Subject: Usable Specs=DFDs
From: "Anthony Markatos" <tonymar -at- hotmail -dot- com>
To: billdb -at- ile -dot- com, techwr-l -at- lists -dot- raycomm -dot- com
Date: Mon, 25 Oct 1999 15:52:04 PDT

Bill Burns said:

..I don't have a problem with Yourdon's idea [using data flow diagrams and other structured systems analysis (SSA) techniques to create highly task-oriented requirements specs]. I've just never seen it [done] in practice, and I haven't seen an environment conducive to that level of software specification by SW developers.

Tony Markatos responds:

I have worked with graduate-degree software developers who said that Data Flow Diagrams (DFDs) are just too hard to understand. I have also, very successfully, walked-through DFDs (of the same level of complexity that the graduate developers found 'too difficult') with end users having only a high school education. The real issue in using them is not complexity but politics (i.e., turf wars and egos).
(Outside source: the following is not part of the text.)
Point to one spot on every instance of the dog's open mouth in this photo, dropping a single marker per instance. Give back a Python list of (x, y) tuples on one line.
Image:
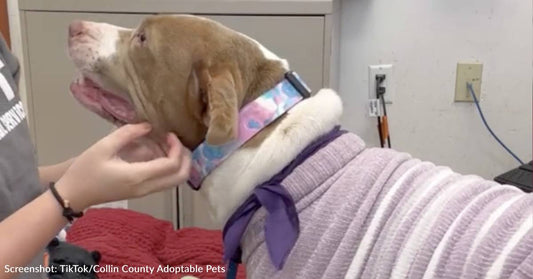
[(114, 108)]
Yourdon used to say that DFDs without a (complete) data dictionary and entity relationship diagrams are "merely rough sketches". He has since changed his mind: he now acknowleges the political dangers in creating a detailed "As-Is" model.

However, even within organizations in which many are resistive of SSA techniques, I have found that (as long as upper management is not resistive) utilizing them, to the degree that they can be, results in specs that are much more task-oriented than otherwise possible. The following is a "real world" (politics considered) scenario:

1.) You are only allowed a couple of end user walk-throughs per data flow diagram. (For a variety of reasons, often many more iterations are needed.)

2.) You are only allowed time to rigorously define major data relationships and data flows.

3.) You have a strong sense that, if you ask any more questions, you will be attacked.

Having done, the above, you are still way short of the Yourdon ideal. However, reality is that you have completed an analysis more rigorous than 98% of all formal requirements specs efforts; the "real world" specification process is that primative. Additionally, your analysis will be much more end user focused than typically occurs. I have always found such to be the case.